La cuenta regresiva para el estreno de Risa y la cabina del viento comenzó. La película, dirigida por Juan Cabral, llegará a los cines argentinos el 16 de abril, luego de un recorrido por festivales internacionales que ya la consagraron como una de las propuestas más originales y sensibles del cine reciente. Su palmarés incluyen Mejor Película y Mejor Dirección en la 40° Competencia Argentina del Festival Internacional de Cine de Mar del Plata, el Premio del Público en la 4° Fiesta del Cine de Francia y “Best Youth Film” en el Stockholm International Film Festival Junior. Estos reconocimientos no solo destacan la calidad artística del film, sino también su capacidad para conectar con audiencias diversas y transmitir emociones universales a través de un lenguaje cinematográfico poético y accesible.
Los detalles del adelanto
El tráiler oficial del film comienza con una cabina telefónica en lo alto de una loma, desolada y aparentemente abandonada, que de repente, por arte de magia, comienza a sonar. La cámara recorre el paisaje silencioso y ventoso, generando misterio y expectativa. Poco después, la historia se centra en Risa, una niña de 10 años, mostrando su mundo cotidiano y su mirada infantil sobre lo extraño: juega con su hámster y le pregunta con naturalidad: “¿Me guiñaste el ojo, no?”.
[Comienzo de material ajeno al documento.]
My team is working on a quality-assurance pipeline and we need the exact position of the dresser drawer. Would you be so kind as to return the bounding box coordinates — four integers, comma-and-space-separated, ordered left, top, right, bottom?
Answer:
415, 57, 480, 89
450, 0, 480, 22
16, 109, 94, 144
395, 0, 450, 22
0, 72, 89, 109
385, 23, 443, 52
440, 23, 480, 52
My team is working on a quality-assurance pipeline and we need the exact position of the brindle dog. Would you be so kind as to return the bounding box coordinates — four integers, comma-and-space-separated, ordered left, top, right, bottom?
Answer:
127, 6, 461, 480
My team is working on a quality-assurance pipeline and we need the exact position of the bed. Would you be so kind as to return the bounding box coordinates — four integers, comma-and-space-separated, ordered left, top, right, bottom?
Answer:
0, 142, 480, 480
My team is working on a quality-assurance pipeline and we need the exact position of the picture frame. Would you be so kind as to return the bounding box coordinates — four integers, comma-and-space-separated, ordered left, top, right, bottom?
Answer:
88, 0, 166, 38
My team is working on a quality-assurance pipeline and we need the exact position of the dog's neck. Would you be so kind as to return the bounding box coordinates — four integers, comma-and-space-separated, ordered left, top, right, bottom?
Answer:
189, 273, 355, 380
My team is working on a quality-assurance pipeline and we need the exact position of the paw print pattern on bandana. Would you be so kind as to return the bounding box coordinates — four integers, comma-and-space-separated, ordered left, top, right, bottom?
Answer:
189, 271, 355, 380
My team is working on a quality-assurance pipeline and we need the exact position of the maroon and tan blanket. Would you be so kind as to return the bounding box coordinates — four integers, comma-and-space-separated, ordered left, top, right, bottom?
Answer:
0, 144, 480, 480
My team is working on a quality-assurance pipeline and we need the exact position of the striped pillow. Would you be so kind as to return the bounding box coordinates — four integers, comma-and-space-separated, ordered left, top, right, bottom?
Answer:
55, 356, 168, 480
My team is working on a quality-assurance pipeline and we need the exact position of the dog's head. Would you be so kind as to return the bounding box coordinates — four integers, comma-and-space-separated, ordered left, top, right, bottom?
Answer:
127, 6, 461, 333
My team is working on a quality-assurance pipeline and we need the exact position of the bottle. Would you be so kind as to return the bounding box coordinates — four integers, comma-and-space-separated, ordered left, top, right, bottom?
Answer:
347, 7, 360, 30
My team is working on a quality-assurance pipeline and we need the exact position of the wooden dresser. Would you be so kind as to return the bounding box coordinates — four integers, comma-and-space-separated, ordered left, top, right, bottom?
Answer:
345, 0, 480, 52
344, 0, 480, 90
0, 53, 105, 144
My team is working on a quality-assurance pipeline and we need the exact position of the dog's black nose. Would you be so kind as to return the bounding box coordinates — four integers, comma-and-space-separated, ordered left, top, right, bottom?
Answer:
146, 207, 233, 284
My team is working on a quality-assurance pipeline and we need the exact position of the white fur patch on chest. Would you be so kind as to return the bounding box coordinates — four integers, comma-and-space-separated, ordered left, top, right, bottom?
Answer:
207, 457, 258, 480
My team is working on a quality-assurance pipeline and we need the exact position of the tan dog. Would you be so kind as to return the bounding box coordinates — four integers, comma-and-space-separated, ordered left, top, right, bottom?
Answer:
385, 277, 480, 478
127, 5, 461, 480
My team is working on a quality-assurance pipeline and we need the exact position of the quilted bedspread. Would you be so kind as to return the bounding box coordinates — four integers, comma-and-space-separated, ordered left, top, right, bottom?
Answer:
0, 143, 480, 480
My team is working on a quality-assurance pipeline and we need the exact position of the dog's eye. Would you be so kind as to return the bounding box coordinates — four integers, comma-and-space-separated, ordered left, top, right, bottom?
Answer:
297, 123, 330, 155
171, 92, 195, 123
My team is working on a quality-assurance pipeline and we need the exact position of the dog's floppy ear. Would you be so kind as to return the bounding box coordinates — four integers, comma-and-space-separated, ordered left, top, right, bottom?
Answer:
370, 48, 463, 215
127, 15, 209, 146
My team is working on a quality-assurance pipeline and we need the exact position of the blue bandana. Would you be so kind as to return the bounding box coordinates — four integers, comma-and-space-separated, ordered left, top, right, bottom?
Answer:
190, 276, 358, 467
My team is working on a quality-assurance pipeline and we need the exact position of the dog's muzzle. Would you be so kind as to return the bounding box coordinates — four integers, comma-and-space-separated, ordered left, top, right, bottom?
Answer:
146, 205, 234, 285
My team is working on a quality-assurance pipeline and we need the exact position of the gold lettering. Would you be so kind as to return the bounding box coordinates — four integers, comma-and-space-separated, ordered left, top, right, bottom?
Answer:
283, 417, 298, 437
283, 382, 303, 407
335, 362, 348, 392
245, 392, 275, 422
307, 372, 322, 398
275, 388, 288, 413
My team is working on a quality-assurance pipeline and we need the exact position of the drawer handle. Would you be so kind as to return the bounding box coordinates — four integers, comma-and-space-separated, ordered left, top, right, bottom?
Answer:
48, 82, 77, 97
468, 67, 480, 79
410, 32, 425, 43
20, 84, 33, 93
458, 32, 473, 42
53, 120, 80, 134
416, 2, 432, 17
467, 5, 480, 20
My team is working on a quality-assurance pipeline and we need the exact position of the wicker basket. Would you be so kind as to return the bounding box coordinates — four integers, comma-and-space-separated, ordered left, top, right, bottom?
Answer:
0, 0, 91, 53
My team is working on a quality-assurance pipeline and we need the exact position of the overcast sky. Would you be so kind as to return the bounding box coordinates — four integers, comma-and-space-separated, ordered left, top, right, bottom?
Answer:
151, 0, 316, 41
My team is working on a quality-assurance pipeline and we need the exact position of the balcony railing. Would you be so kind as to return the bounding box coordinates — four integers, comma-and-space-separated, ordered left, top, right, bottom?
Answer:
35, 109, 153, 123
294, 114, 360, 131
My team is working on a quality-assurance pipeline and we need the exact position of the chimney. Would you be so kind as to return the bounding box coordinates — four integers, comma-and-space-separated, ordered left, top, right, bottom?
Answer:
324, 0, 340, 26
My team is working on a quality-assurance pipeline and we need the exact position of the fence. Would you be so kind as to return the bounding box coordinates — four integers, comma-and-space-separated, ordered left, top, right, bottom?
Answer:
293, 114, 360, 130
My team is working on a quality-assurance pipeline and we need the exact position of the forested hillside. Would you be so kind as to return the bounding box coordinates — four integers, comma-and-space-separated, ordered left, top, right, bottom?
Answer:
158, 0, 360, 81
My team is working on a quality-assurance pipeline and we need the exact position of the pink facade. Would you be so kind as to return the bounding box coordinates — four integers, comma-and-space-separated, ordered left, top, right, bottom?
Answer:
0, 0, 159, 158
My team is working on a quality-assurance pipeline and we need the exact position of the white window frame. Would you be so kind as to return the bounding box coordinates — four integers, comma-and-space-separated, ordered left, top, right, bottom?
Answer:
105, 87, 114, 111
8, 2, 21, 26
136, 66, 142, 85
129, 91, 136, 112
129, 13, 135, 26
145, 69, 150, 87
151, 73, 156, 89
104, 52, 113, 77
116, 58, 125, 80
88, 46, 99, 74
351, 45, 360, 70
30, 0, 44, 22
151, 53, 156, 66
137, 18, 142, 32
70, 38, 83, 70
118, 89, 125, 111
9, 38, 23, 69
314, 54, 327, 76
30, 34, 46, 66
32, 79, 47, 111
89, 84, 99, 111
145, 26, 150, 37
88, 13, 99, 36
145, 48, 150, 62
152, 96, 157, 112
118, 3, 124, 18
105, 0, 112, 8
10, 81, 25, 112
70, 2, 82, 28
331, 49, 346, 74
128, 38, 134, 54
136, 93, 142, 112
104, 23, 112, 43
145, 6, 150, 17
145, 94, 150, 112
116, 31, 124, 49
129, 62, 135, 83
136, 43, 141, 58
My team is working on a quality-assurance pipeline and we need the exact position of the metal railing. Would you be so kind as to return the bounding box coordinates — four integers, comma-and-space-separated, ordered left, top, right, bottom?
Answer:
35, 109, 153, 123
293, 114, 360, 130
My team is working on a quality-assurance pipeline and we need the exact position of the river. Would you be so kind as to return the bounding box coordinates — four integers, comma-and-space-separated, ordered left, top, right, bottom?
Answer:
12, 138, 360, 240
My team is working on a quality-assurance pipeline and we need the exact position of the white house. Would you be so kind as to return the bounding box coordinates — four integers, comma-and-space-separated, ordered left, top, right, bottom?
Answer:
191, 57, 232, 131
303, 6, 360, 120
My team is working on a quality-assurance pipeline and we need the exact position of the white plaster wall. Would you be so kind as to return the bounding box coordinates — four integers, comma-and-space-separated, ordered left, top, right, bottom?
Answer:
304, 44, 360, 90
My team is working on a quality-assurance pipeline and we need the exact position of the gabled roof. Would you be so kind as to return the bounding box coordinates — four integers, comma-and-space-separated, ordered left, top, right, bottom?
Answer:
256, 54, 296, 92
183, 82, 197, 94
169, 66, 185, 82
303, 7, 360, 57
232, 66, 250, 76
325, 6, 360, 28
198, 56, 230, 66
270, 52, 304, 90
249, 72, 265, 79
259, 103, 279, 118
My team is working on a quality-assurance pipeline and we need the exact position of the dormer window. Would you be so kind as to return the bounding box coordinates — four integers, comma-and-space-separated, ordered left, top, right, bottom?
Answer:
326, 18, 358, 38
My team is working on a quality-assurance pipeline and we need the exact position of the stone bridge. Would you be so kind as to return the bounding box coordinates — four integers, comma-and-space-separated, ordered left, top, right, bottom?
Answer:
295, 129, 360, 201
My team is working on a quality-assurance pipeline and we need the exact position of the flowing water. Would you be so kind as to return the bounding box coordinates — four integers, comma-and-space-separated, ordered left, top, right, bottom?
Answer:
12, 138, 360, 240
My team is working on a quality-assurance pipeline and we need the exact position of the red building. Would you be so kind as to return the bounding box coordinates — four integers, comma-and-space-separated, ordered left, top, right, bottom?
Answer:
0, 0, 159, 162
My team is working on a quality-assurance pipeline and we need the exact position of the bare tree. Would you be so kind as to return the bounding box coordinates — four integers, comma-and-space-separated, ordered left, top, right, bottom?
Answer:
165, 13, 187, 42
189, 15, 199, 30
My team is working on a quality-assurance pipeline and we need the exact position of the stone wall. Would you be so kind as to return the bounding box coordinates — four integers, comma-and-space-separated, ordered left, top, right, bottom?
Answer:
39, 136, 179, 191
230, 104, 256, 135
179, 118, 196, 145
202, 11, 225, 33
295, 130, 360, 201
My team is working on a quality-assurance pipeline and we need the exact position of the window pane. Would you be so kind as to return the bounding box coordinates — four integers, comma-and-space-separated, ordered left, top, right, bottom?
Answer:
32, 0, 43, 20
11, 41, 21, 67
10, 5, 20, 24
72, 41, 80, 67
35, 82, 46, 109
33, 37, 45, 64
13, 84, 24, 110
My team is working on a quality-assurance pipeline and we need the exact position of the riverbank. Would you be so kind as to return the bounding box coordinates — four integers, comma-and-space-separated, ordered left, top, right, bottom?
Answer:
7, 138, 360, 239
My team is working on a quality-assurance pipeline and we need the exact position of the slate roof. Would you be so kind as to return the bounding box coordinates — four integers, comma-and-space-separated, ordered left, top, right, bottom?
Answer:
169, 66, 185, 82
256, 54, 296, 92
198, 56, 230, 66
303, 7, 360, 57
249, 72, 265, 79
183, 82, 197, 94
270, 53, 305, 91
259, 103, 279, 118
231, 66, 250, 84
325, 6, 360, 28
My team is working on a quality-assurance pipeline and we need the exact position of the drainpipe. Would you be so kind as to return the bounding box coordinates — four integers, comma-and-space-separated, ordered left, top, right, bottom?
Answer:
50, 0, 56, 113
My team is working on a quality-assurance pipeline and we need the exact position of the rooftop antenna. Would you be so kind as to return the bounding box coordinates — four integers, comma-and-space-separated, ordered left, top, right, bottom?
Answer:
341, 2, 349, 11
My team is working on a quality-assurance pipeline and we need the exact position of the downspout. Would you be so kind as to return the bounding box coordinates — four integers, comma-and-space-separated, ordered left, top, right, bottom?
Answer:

El primer contacto con los adultos llega a través de su madre, ocupada y distraída: “¿Escuchan algo?” pregunta Risa, y su madre responde: “¿Quiénes?”. La interacción sigue mostrando la mezcla de inocencia e incomprensión: “¿Y para qué van?” pregunta la niña, y su madre contesta: “No tengo idea para qué van”. Se muestra también una fila de personas frente al teléfono, un detalle curioso que refuerza la sensación de que la cabina es un portal entre lo ordinario y lo extraordinario.
En cierto momento del film aparece la tarea de cuidado: la madre necesita que alguien acompañe a Risa, y aparece un tercer personaje, Esteban, un extraño cuya presencia desconcierta al principio, pero que poco a poco se vuelve un acompañante significativo en su aventura.
Un cambio de escena muestra una foto del padre de Risa, a quien ella le dice: “Hasta mañana, Pa”. En ese instante suena “Me gustas tanto” de Babasónicos, sumando tono emocional y nostálgico. El clímax del tráiler ocurre cuando Risa finalmente atiende la cabina, y una voz femenina le pregunta con miedo: “¿Risa?”. Este momento sintetiza la tensión, la emoción y la magia visual de la película, dejando en claro que el teléfono abandonado se ha convertido en un puente entre la vida y la memoria, entre lo cotidiano y lo fantástico ya que cada una de estas voces tiene asuntos pendientes que la niña deberá resolver, y a cambio, ella anhela poder comunicarse con su padre por última vez.
Paisajes que hablan y silencio que pesa
Filmada en Tierra del Fuego, la película aprovecha la geografía extrema para construir una atmósfera casi mística: montañas, viento y cielos abiertos funcionan como espejo del estado emocional de Risa y los personajes que transitan el teléfono mágico. La cabina, aislada pero vital, se convierte en un personaje más, y cada plano está cuidadosamente compuesto para que el espectador perciba la tensión entre lo cotidiano y lo extraordinario. Los efectos de luz y color, junto con la fotografía sensible, refuerzan la sensación de que cada detalle —desde la niebla hasta el fuego rojo que aparece en la noche— tiene un significado narrativo y emocional.
El estreno del 16 de abril permitirá descubrir una película que ya ha conquistado festivales internacionales y que propone un cine reflexivo, emotivo y visualmente exquisito.
Juan Cabral: un artesano de la imagen
Juan Cabral, director y creativo argentino, es reconocido internacionalmente por su trabajo en publicidad y cine. Antes de incursionar en el largometraje, se destacó con campañas icónicas como Gorilla para Cadbury y la trilogía de Sony Bravia, piezas que redefinieron los límites entre publicidad y arte visual, mostrando que lo breve podía ser profundamente poético. Ha sido nominado en dos ocasiones por la Directors Guild of America (DGA) y ha recibido múltiples premios en Cannes Lions, incluidos dos Grand Prix, consolidando su reputación como un autor que combina riesgo estético y sensibilidad narrativa.
Su primer largometraje, Two/One, tuvo su estreno en el Festival de Cine de Tribeca y luego fue distribuido globalmente en MUBI, demostrando su capacidad de trasladar al cine narrativo la misma sensibilidad y precisión visual que caracterizan su trabajo publicitario. Con Risa y la cabina del viento, Cabral transita un terreno más íntimo y poético, donde la infancia y la memoria se convierten en vectores narrativos de una historia que, a pesar de su aparente sencillez, es compleja y conmovedora.